We also conducted a resampling test to confirm the predictive power of the 21-gene signature. We obtained 1,000 random gene signatures by randomly selecting 21 genes from the human genome and calculated the AUC for each random gene signature. It is of interest that our signature significantly outperformed randomly generated signatures composed of the same number of genes (right-tailed P = 0.046), highlighting the presence of a valid biological signal (Fig. 5C).
DISCUSSION
Sepsis syndromes remain a major cause of morbidity and mortality in ICUs. Oxidative stress plays an important role in the pathogenesis of sepsis and is associated with decreased survival,23,25,26 yet reliable ROS-associated biomarkers for predicting survival and assessing response to therapy in sepsis are lacking. Here we report the first ROS-associated, PBMC-derived novel gene expression signature for predicting survival in humans with sepsis. This 21-gene signature was identified from approximately 1,500 differentially expressed genes in PBMCs of sepsis nonsurvivors in a discovery cohort and 137 preselected ROS-associated genes. This signature was validated in an independent cohort to predict survival in sepsis patients.
The strengths of our analysis include (1) a robust methodology for identification of the differentially expressed genes in PBMCs that are associated with survival in patients with sepsis, (2) emphasis on ROS-associated genes, (3) use of survival as the outcome, and (4) confirmation of this signature as a significant predictor of survival in sepsis in an independent validation cohort. Here, we demonstrate that the 21-gene signature outperformed randomly selected genes from the human genome in both cohorts, suggesting that we are capturing a true effect.
We have identified some potential limitations of this study. First, we were not able to account for the timing of blood sample collection, particularly given that the sepsis syndrome evolves rapidly and that these cohorts were evaluated at different sites. It is possible that gene expression profiles may differ according to the time of sample collection. Future studies could be designed to standardize the timing of sample collection. We also noted that the mean age of nonsurvivors was higher than that of survivors, although these differences were not statistically significant. We recognize that elevated ROS levels are also associated with increased age; therefore, our ROS-associated gene signature might be capturing the effect of age on sepsis-related mortality. Future studies should focus on evaluating this gene signature in a larger cohort of sepsis patients while adjusting for age.

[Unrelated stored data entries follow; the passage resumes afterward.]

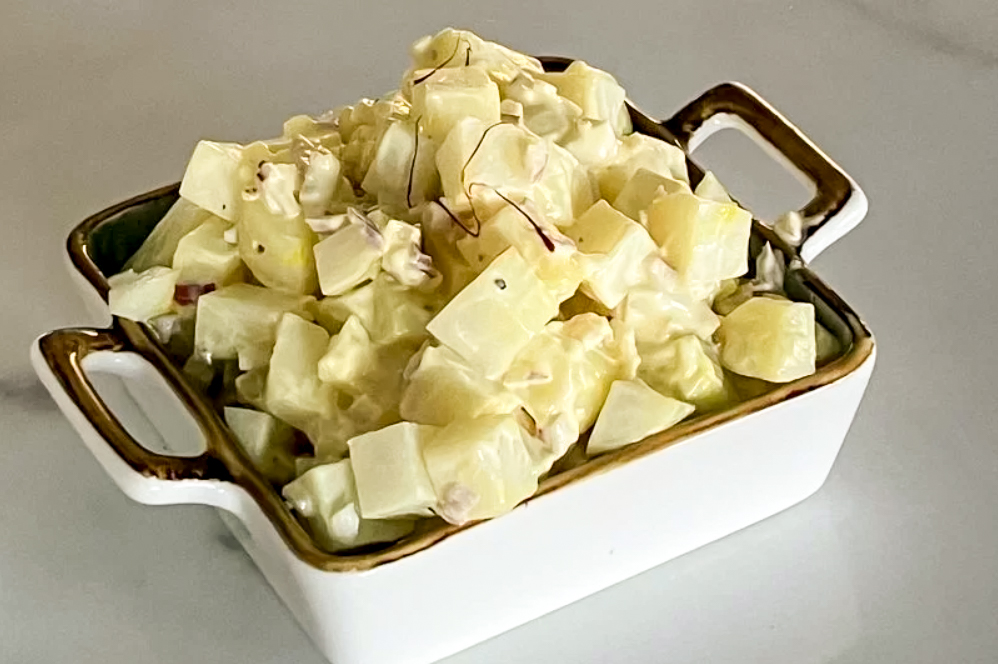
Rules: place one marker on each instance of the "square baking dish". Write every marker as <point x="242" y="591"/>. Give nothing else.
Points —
<point x="587" y="528"/>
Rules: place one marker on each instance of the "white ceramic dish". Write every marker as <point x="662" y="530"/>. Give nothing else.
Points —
<point x="587" y="528"/>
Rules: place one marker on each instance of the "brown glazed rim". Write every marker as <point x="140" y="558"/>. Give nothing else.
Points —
<point x="222" y="460"/>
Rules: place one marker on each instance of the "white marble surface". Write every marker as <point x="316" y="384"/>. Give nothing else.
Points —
<point x="894" y="560"/>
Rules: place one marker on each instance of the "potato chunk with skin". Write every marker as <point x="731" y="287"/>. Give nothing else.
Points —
<point x="144" y="295"/>
<point x="614" y="247"/>
<point x="633" y="411"/>
<point x="326" y="496"/>
<point x="390" y="473"/>
<point x="563" y="376"/>
<point x="769" y="339"/>
<point x="702" y="240"/>
<point x="494" y="316"/>
<point x="480" y="468"/>
<point x="443" y="388"/>
<point x="211" y="180"/>
<point x="451" y="94"/>
<point x="349" y="355"/>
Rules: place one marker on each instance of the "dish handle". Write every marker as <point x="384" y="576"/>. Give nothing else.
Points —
<point x="61" y="361"/>
<point x="838" y="204"/>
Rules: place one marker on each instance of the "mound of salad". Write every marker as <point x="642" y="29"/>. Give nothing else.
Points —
<point x="416" y="307"/>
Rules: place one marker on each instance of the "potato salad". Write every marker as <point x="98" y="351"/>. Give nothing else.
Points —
<point x="418" y="306"/>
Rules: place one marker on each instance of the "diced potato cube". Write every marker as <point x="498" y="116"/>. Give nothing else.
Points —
<point x="563" y="376"/>
<point x="240" y="321"/>
<point x="158" y="248"/>
<point x="211" y="180"/>
<point x="391" y="477"/>
<point x="274" y="240"/>
<point x="704" y="241"/>
<point x="267" y="441"/>
<point x="403" y="258"/>
<point x="592" y="142"/>
<point x="320" y="182"/>
<point x="644" y="187"/>
<point x="204" y="257"/>
<point x="632" y="412"/>
<point x="769" y="339"/>
<point x="443" y="388"/>
<point x="294" y="392"/>
<point x="332" y="312"/>
<point x="615" y="247"/>
<point x="494" y="316"/>
<point x="457" y="48"/>
<point x="349" y="356"/>
<point x="403" y="173"/>
<point x="596" y="92"/>
<point x="712" y="189"/>
<point x="143" y="295"/>
<point x="347" y="258"/>
<point x="565" y="190"/>
<point x="560" y="269"/>
<point x="400" y="313"/>
<point x="661" y="306"/>
<point x="452" y="94"/>
<point x="326" y="496"/>
<point x="544" y="111"/>
<point x="641" y="151"/>
<point x="683" y="369"/>
<point x="477" y="158"/>
<point x="479" y="467"/>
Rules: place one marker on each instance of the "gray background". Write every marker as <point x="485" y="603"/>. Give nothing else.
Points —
<point x="894" y="560"/>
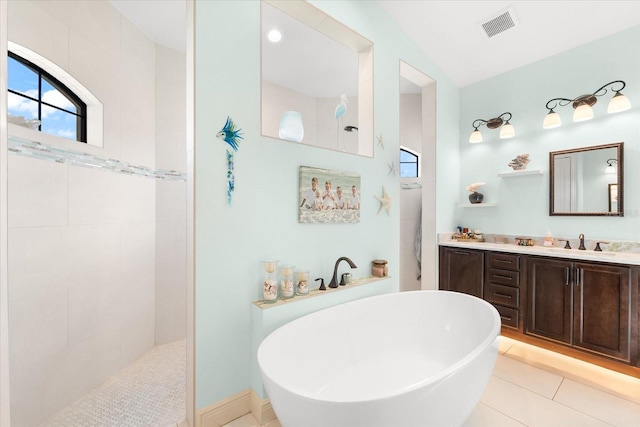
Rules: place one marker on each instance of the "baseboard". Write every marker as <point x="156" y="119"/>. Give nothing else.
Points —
<point x="261" y="409"/>
<point x="224" y="411"/>
<point x="233" y="407"/>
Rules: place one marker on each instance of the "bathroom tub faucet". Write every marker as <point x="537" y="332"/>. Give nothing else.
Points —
<point x="334" y="279"/>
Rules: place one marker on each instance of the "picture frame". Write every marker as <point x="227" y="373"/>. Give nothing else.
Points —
<point x="327" y="196"/>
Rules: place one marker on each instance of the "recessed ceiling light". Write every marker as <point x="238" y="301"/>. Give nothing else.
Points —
<point x="274" y="36"/>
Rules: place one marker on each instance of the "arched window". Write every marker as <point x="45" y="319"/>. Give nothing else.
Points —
<point x="36" y="94"/>
<point x="409" y="163"/>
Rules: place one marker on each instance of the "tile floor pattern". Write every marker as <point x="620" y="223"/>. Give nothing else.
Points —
<point x="149" y="392"/>
<point x="534" y="387"/>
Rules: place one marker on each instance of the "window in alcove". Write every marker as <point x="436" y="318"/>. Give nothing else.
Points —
<point x="36" y="94"/>
<point x="409" y="163"/>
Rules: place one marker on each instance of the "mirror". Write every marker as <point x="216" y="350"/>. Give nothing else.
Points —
<point x="317" y="80"/>
<point x="587" y="181"/>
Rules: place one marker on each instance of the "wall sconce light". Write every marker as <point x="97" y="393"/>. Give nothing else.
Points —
<point x="583" y="104"/>
<point x="291" y="127"/>
<point x="507" y="130"/>
<point x="610" y="166"/>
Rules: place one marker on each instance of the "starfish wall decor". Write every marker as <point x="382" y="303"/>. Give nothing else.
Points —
<point x="385" y="202"/>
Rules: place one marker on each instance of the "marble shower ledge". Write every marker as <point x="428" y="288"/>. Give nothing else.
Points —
<point x="317" y="293"/>
<point x="50" y="153"/>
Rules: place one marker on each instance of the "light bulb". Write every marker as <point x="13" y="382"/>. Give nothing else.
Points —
<point x="274" y="36"/>
<point x="291" y="127"/>
<point x="583" y="113"/>
<point x="618" y="103"/>
<point x="507" y="131"/>
<point x="475" y="137"/>
<point x="551" y="120"/>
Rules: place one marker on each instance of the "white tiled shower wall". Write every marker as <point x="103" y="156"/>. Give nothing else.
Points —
<point x="84" y="244"/>
<point x="171" y="196"/>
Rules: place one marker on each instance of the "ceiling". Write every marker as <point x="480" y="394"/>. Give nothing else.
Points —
<point x="449" y="32"/>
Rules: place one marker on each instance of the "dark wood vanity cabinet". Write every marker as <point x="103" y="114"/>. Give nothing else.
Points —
<point x="585" y="309"/>
<point x="462" y="270"/>
<point x="503" y="277"/>
<point x="586" y="305"/>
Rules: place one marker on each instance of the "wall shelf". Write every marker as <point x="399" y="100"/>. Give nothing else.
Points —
<point x="477" y="205"/>
<point x="520" y="173"/>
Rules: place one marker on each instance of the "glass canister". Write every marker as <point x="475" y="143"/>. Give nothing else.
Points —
<point x="286" y="282"/>
<point x="269" y="282"/>
<point x="302" y="283"/>
<point x="379" y="268"/>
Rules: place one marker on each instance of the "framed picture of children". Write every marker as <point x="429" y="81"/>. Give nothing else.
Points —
<point x="327" y="196"/>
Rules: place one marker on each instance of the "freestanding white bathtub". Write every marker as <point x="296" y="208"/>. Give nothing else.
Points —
<point x="404" y="359"/>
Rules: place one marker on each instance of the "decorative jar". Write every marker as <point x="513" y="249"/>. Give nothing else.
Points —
<point x="379" y="268"/>
<point x="302" y="283"/>
<point x="269" y="282"/>
<point x="286" y="282"/>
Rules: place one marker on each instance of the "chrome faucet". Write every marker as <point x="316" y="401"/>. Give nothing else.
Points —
<point x="581" y="237"/>
<point x="334" y="279"/>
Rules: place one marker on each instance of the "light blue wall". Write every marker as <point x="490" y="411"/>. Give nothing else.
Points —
<point x="523" y="202"/>
<point x="262" y="221"/>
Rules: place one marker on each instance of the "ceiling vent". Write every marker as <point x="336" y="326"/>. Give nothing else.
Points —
<point x="499" y="23"/>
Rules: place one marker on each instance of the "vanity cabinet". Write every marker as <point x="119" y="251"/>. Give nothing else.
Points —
<point x="462" y="270"/>
<point x="503" y="277"/>
<point x="585" y="309"/>
<point x="582" y="304"/>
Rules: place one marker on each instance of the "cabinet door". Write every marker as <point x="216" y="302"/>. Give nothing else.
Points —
<point x="463" y="271"/>
<point x="549" y="295"/>
<point x="602" y="309"/>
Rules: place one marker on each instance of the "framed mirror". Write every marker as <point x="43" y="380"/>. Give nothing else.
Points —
<point x="587" y="181"/>
<point x="316" y="79"/>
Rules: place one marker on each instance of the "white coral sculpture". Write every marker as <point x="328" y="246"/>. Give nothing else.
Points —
<point x="475" y="186"/>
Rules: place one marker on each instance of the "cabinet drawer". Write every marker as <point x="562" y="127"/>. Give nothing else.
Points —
<point x="504" y="261"/>
<point x="509" y="316"/>
<point x="504" y="295"/>
<point x="503" y="277"/>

In the past 2 decades, our group and others have used microarray-based gene expression profiling to identify transcriptional signatures that predict clinical outcome or response to specific therapies, thus enabling the translation of gene expression research to bedside clinical practice.15,18–21 This approach has worked well for diseases that evolve slowly and where tissue samples are available for gene expression analyses, such as cancer or chronic inflammatory diseases such as inflammatory bowel disease. It is much more difficult in diseases that evolve rapidly, such as sepsis, resulting in organ failure and mortality, and without the ability to sample specific tissues for gene expression analysis. These studies demonstrate further proof of concept that PBMCs, which can be obtained immediately, can be used as a diagnostic or prognostic marker in severe acute diseases such as sepsis. It would be interesting to determine whether this gene signature predicts survival for other disease states with rapid onset and progression, such as acute respiratory distress syndrome. The use of genetic biomarkers from peripheral blood holds promise for improved personalized medicine in the critical-care setting.